L’HOTEL-DIEU AU XIVe SIECLE
Au XIVe siècle, la salle d’accueil appelée « hospitalitas » comptait 12 fournitures de lit pour les pauvres et ceux qui reçoivent l’hospitalité. Le bâtiment était géré par une fraternité de quatre à six frères sous la direction d’un prêtre investi par l’évêque de Paris.
Les censiers nous indiquent qu’au-delà de la salle d’accueil, le domaine comportait aussi cinq maisons de rapport, d’importantes terres et une chapelle (construite entre 1252 et 1351).
Dans chaque diocèse, au Moyen Age, l’évêque avait la haute surveillance des établissements hospitaliers et celui-ci déléguait un visiteur spécial chargé de l’inspection de ces établissements.
En 1351, Jean de Villescoublain, prêtre et doyen de Saint Thomas du Louvre fut chargé de cette tâche. Ce visiteur infatigable avait visité soixante six Maisons Dieu et léproseries en six mois. C’est par son procès verbal du 20 octobre 1351[1] que nous est décrit l’Hôtel-Dieu de Brie au milieu du XIVe siècle.
La communauté
La communauté, appelée « fraternité » était composé de personnes charitables, laïcs sans structure monastique, mais dirigé par un prêtre investi par l’évêque de Paris, comme certains autres membres. En 1351, elle se composait de quatre personnes :
Pierre de Courtil, prêtre du diocèse de Besançon ; Messire[2] Pierre dit Rousselet nommé maître ; frère Simon de Douyn ; sœur Jeanne, son épouse et sœur Sibille Bourgogne.

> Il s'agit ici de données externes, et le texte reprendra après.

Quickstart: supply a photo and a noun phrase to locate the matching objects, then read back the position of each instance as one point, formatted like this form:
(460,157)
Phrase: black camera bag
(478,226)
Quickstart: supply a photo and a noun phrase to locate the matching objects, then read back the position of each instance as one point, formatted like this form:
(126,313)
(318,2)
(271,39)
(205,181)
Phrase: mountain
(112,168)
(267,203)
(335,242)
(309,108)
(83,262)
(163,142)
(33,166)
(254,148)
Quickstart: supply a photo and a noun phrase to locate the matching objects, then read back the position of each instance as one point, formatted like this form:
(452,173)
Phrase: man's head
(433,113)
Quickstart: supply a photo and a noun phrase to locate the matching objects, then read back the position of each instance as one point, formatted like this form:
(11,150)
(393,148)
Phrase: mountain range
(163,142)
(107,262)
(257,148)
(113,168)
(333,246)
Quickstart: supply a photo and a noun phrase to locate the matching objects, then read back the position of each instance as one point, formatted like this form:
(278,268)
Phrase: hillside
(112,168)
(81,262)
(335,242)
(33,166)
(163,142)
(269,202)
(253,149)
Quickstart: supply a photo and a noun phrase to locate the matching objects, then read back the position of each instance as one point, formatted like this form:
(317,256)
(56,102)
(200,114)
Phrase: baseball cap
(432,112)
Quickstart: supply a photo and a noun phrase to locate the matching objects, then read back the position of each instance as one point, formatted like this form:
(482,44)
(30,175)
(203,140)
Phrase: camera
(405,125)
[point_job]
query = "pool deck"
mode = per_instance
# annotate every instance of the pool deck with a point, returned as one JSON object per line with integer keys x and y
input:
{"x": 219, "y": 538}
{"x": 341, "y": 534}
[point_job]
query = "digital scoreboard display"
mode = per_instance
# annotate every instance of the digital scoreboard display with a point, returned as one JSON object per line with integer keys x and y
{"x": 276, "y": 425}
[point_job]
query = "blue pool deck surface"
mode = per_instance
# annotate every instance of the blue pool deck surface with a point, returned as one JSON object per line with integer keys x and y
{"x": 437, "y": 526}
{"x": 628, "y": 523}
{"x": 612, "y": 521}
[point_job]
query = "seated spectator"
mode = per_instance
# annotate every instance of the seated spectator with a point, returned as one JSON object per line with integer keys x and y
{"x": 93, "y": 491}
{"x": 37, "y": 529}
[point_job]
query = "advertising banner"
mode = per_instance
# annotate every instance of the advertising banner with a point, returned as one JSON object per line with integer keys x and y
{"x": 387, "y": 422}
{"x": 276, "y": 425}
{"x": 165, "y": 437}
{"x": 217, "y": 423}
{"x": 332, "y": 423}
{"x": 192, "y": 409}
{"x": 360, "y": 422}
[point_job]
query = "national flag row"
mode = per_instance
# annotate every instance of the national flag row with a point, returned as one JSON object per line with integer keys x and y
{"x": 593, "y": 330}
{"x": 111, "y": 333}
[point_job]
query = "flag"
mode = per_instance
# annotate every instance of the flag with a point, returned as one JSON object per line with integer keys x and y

Le procès-verbal nous apprend que quelques temps auparavant la communauté comprenait deux personnes de plus, Frère André qui renoncé à la fraternité pour la cure de Vert la Grande et sœur Isabelle de Coulommiers qui a quitté volontairement la fraternité.
Les bâtiments
Ses bâtiments comprennent alors principalement une salle d’accueil, une maison avec cave et double cellier, une grange, des dépendances pour les animaux et le matériel.
L’Hôtel-Dieu possédait également une ferme aux Herses, sur la route de Périgny.
La salle d’accueil : C’est le lieu où sont reçus et hébergés les voyageurs fatigués . Cest « l’hospitalitas » dont il subsiste la façade gothique rue des Halles. Cette façade a été publié en 1857 par Verdier et Cattois[3] puis lithographié par Fichot[4] l’année suivante.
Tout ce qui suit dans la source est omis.